A major advantage of this course is that an instructor can easily modify it to suit any area of expertise. Students have worked with data about how a snail's morphology changes in response to its environment (Price, 2012), how students understand genetic drift (Price et al. 2014), maximum body size in the fossil record (Payne et al. 2008), range shifts (Ettinger et al. 2011), and urban crop pollination (Waters and Clifford 2014).
Instructor: 1 instructor, no TAs
Students: 24 undergraduate, primarily but not exclusively for environmental science, environmental studies, and biology majors; any major is welcome, and there are no prerequisites.
Level: 300-level (juniors)
Duration: 10 week quarter
Credits: 5 credits (standard course)
Requirements satisfied: required course for environmental science and environmental studies majors; can meet requirements for majors in science, technology and society and in global studies; satisfies writing requirement for all majors
Flexibility: occasionally taught as a hybrid course with one face-to-face meeting per week; otherwise taught with two face-to-face meetings per week.

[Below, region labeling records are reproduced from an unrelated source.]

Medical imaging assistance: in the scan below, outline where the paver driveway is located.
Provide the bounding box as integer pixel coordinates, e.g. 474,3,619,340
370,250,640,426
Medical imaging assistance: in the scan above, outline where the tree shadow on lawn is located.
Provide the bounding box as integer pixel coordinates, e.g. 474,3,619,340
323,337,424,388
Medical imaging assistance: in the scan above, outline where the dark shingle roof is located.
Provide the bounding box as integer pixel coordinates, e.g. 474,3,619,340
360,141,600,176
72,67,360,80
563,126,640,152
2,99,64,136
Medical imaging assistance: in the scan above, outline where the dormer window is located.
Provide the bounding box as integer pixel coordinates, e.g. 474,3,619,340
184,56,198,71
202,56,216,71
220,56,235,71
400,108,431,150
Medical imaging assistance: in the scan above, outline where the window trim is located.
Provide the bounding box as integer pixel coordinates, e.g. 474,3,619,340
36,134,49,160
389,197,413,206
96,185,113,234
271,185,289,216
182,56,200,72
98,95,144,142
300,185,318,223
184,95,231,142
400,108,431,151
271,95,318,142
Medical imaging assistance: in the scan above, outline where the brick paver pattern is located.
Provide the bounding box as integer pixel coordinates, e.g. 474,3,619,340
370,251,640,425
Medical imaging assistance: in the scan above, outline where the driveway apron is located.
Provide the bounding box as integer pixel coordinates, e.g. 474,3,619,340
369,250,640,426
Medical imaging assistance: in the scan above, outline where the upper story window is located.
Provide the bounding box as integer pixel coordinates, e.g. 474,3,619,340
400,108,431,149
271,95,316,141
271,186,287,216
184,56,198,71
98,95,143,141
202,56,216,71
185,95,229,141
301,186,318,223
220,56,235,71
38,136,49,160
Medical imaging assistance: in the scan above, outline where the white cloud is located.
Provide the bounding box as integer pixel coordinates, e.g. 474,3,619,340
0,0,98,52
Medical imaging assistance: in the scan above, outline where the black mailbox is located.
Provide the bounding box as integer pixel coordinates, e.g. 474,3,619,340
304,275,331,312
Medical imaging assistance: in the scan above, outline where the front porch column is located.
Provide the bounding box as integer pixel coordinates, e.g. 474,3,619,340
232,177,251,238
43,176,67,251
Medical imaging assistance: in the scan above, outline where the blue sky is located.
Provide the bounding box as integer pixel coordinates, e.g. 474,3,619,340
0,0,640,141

Different instructors can tailor this format to different research questions. The course offers instructors a way for students to explore large data sets that they have collected or with which they work. When RM Price teaches the course, students work with data from Paleobiology Database (https://paleobiodb.org/#/) to explore questions that they choose, but that emerge from shared readings in class about topics that include the latitudinal diversity gradient, patterns describing how body sizes change through time, and changes in climate across geologic scales. When SM Waters teaches the course, students work with data generated from a Public Participation in Scientific Research project on urban pollination, and choose elements of that dataset to explore.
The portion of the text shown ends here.